Volume I : page 378

J.8
Traité elémentaire de Chymie de Lavoisier 2. v. 8 vo.
1815 Catalogue, page 36. no. 18, as above.
LAVOISIER, Antoine Laurent.
Traité élémentaire de chimie, présenté dans un ordre nouveau et d’après les découvertes modernes; avec figures: Par M. Lavoisier . . . Tome Premier [Second]. Paris: [De l’Imprimerie de Chardon] chez Cuchet, rue & hôtel Serpente. M.DCC.LXXXIX. [1789.]
QD28 .L4
First Edition. 2 vol. 8vo. with continuous signatures. Vol. I, 183 leaves, folded table, 7 folded numbered plates; vol. II, 171 leaves, plates VIII-XIII; all the plates by Madame Paulze Lavoisier.

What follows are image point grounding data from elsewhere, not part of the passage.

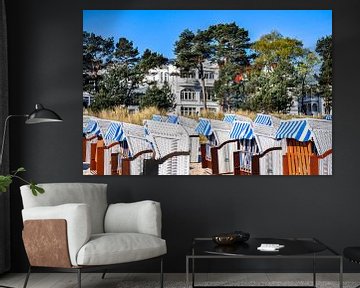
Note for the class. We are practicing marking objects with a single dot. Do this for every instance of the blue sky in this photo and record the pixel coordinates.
(159, 29)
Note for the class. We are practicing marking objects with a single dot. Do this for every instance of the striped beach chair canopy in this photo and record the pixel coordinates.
(166, 137)
(136, 138)
(328, 117)
(264, 135)
(241, 130)
(115, 132)
(172, 118)
(92, 126)
(230, 118)
(316, 130)
(156, 117)
(221, 130)
(204, 127)
(267, 120)
(188, 124)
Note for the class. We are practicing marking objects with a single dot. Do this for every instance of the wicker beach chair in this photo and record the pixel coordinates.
(126, 149)
(190, 125)
(217, 152)
(259, 152)
(171, 145)
(308, 146)
(93, 135)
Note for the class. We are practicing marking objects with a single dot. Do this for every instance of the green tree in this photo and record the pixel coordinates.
(162, 98)
(192, 50)
(97, 54)
(275, 76)
(229, 44)
(306, 75)
(224, 44)
(124, 75)
(324, 49)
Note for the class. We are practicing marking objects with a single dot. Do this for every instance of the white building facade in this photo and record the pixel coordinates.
(186, 86)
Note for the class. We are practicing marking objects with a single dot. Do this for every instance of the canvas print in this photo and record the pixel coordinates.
(207, 92)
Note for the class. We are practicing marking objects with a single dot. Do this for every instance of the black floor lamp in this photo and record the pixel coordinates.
(39, 115)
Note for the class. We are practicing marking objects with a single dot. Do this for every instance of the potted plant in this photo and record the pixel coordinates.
(6, 180)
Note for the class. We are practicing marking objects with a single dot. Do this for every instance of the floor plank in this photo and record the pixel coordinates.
(117, 280)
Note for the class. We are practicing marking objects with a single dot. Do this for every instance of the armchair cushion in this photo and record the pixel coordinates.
(138, 217)
(113, 248)
(92, 194)
(78, 221)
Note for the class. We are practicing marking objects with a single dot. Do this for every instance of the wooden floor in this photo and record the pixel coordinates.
(118, 280)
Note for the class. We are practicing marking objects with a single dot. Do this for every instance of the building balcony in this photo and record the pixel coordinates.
(188, 82)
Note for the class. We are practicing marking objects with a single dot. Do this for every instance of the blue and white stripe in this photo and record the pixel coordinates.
(92, 127)
(115, 132)
(204, 127)
(294, 129)
(157, 118)
(263, 119)
(230, 118)
(241, 130)
(172, 119)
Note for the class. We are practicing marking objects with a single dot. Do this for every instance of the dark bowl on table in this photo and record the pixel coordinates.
(231, 238)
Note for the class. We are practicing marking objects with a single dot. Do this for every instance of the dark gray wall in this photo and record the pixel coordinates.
(45, 46)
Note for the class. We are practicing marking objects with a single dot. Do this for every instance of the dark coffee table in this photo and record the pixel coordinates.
(294, 248)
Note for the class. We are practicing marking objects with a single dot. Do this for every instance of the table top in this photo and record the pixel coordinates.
(293, 247)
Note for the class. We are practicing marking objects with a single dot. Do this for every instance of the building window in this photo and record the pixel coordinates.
(187, 111)
(209, 75)
(187, 74)
(209, 94)
(187, 94)
(314, 108)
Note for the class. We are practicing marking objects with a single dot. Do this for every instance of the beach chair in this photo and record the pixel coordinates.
(126, 150)
(190, 125)
(308, 146)
(171, 146)
(259, 152)
(217, 152)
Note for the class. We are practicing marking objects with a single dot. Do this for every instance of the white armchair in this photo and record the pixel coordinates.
(72, 228)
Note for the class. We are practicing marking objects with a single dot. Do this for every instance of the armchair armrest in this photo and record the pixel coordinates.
(138, 217)
(78, 225)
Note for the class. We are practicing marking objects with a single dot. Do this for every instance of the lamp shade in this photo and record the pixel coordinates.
(42, 115)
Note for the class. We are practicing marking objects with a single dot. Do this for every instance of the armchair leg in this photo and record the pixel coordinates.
(79, 277)
(161, 273)
(103, 276)
(27, 277)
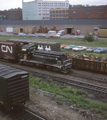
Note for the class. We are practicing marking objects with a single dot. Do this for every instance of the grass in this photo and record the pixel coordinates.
(69, 95)
(81, 42)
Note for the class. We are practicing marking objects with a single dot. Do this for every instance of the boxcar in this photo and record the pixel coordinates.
(91, 65)
(54, 46)
(10, 50)
(14, 86)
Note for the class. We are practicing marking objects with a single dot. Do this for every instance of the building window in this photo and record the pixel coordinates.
(101, 16)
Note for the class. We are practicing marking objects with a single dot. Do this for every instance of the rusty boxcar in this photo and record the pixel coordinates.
(91, 65)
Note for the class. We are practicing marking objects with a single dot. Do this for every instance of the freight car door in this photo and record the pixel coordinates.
(0, 52)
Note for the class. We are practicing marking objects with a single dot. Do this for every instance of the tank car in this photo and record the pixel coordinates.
(56, 61)
(14, 87)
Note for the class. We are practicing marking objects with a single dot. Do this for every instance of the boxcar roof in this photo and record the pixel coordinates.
(27, 46)
(50, 52)
(7, 72)
(6, 43)
(32, 41)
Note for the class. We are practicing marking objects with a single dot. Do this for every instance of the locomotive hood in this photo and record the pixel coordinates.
(26, 47)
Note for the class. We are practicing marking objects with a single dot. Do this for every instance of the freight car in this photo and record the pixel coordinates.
(53, 46)
(90, 64)
(10, 50)
(14, 87)
(56, 61)
(26, 53)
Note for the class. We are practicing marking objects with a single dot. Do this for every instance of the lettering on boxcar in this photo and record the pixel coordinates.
(1, 102)
(5, 48)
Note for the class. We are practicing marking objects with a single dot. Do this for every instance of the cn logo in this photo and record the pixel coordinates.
(5, 48)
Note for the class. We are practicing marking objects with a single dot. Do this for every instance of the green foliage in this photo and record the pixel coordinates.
(88, 37)
(68, 94)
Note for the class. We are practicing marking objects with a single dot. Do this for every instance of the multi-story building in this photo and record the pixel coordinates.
(59, 14)
(11, 14)
(88, 12)
(14, 14)
(3, 15)
(40, 9)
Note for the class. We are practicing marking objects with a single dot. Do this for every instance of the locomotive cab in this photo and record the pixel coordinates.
(26, 51)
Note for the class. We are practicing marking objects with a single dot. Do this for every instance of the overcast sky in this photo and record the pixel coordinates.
(8, 4)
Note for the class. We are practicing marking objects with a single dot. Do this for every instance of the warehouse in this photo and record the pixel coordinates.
(43, 26)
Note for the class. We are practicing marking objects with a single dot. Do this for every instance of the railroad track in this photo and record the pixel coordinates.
(74, 82)
(89, 77)
(26, 115)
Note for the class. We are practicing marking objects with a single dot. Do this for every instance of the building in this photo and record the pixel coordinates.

Old calf; initialled by Jefferson at sigs. I and T in vol. I and at Ii in vol. II. Vol. I scorched on the back. On the fly-leaves are the written initials: M. de L. and on the half-title is written in ink: M. de Moulogne de la part de l’auteur. With the Library of Congress 1815 bookplate.
Quérard IV, 642.
Poggendorff I, 1392.
Ferguson II, page 12.
Grimaux, page 350.
A copy of this work (in 3 vol. including the Opuscules physiques et chimiques) was offered to Jefferson, by Roche, Philadelphia, on April 15, 1806, price $8.00, reliés.
Jefferson wrote of Lavoisier to the Rev. James Madison, in the same letter quoted in Ingenhousz above: “ . . . speaking one day with Monsieur de Buffon on the present ardor of chemical enquiry, he affected to consider chemistry but as cookery, and to place the toils of the laboratory on a footing with those of the kitchen. I think it on the contrary among the most useful of sciences, and big with future discoveries for the utility & safety of the human race. it is yet indeed a mere embroyon. it’s principles are contested. experiments seem contradictory: their subjects are so minute as to escape our senses; and their result too fallacious to satisfy the mind. it is probably an age too soon to propose the establishment of system. the attempt therefore of Lavoisier to reform the chemical nomenclature is premature. one single experiment may destroy the whole filiation of his terms, and his string of Sulfates, Sulfites, and Sulfures may have served no other end than to have retarded the progress of the science by a jargon from the confusion of which time will be requisite to extricate us. accordingly it is not likely to be admitted generally . . .
Again on December 20 of the same year, 1788, in a letter to Dr. James Currie, at Richmond, Jefferson wrote: “ . . . you have heard of the new chemical nomenclature endeavoured to be introduced by Lavoisier, Fourcroy &c. other chemists of this country, of equal note, reject it, and prove, in my opinion, that it is premature, insufficient, & false. these latter are joined by the British chemists; and upon the whole I think the new Nomenclature will be rejected after doing more harm than good. there are some good publications in it, which must be translated into the ordinary chemical language before they will be useful . . .
Antoine Laurent Lavoisier, 1743-1794, French chemist whose name is associated with the overthrow of the phlogistic doctrine, was executed on May 8, 1794, as La Republique n’a pas besoin de savants. The plates for this book were made by his wife, the former Mademoiselle Paulze, whose father was executed at the same time.
[830]
J.9
Elemens de Chymie de Chaptal. 3. v. 8 vo.
1815 Catalogue, page 35. no. 20, as above.
CHAPTAL, Jean Antoine Claude, comte de Chanteloup.
Elémens de Chymie de J. A. Chaptal . . . Troisième édition, revue et augmentée. Tome Premier [-Troisième.] A Paris: chez Deterville, An V. [1796 ère anc.]